Amazing, isn't it, that we have a word that communicates that idea? I mean, it's easy to understand how we'd come up with words that mean “table” or “shoe” or “angry”. 

But “attitude”. That's such an abstract thing. I bet the vast majority of us, well-educated and otherwise, would struggle to come up with a definition of “attitude” off the top of our heads. “It's . . . you know . . . the way you think about something . . . and feel about it, kind of . . . and the way you act . . . you know . . . your attitude about it . . . oh, wait – I mean . . . “


But we all know what it means. And not because somebody gave us a definition at some point in our growing up years. We all simply heard the word used over and over, and eventually, we were able to construe what that word was referring to when people used it. Even if we couldn't explain it with other words.

Language is the most fascinating thing ever. I mean, the whole concept of language. That we put a bunch of sounds together in a certain combination and when someone else hears that combination of sounds, they get an idea in their brains that is more or less just like the idea that we have in our brains. Absolutely amazing.

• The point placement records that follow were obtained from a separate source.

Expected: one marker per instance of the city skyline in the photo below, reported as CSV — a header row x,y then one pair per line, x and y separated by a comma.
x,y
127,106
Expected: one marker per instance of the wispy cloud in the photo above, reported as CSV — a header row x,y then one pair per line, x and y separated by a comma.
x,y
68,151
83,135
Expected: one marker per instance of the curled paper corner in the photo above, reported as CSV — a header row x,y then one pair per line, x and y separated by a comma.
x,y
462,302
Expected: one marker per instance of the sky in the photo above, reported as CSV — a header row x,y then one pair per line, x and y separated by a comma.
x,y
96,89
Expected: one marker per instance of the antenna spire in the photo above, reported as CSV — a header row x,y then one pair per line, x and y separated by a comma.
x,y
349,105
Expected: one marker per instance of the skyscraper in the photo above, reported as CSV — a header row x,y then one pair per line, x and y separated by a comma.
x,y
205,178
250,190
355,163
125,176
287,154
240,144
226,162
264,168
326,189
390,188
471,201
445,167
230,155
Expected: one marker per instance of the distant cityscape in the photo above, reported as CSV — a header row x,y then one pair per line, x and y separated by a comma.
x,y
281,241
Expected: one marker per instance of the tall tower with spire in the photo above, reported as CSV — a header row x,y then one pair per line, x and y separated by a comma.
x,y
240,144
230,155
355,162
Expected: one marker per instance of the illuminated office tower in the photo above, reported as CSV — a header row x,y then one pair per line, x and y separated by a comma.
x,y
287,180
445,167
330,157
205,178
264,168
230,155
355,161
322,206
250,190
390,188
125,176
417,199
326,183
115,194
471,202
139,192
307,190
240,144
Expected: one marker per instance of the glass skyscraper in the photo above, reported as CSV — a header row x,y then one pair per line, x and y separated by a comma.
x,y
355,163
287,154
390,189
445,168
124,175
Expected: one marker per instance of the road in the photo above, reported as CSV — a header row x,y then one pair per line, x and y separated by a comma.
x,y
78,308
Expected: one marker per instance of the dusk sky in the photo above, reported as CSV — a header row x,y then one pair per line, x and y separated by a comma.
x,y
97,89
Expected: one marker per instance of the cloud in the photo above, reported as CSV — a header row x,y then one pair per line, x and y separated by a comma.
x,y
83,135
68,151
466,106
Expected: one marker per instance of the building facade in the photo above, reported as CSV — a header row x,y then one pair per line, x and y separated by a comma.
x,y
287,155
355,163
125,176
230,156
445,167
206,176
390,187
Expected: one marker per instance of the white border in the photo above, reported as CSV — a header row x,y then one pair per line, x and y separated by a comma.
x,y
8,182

In one of my grad classes, we did a unit on language development and talked about how the known methods of learning cannot account for how a human being acquires language in the early years. There simply isn't enough repetition or modeling of every word and/or grammatical structure that kids pick up during that time. There seems to be some in-born knowledge . . . or skill . . . ability . . . something that scientists can't explain . . . which dramatically speeds up the acquisition of language. But only in those early years – that window is shut around six or seven. (Which, of course, makes it so logical that we in America generally put off foreign language study until high school. Puh.)

Words are a mystical, magical, unexplainable phenomenon in humanity. I guess that shouldn't surprise us, considering that God-in-the-Flesh is also named “The Word”.